Elle pourra en tout cas compter sur le soutien d'une consoeur, la psychologue clinicienne Lotte De Schrijver, qui a exprimé une interrogation pertinente : "Comment pouvons-nous travailler de manière éthique avec des clients et des patients qui luttent pour concilier des attitudes professionnelles et personnelles potentiellement conflictuelles, et des identités partielles, lorsque nous ne parvenons pas à maintenir une attitude ouverte et sans jugement à l'égard de nos propres collègues ?"

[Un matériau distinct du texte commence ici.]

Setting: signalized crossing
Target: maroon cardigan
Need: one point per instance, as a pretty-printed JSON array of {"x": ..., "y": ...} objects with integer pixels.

Du côté du gouvernement, la polémique n'a pas été prise à la légère non plus. Le vice-président flamand, Bart Somers, en charge de l'Egalité des Chances, a lui-même vivement critiqué la décision de la Commission des psychologues. Et lancé au service public : "Je trouve incroyable qu'en 2021, on condamne des gens sur base des vêtements qu'ils portent pendant leurs temps libres. En tant que ministre de l'Egalité des chances, je vais discuter avec cette commission, car je trouve que cela va à l'encontre de la liberté". C'est peu de le dire.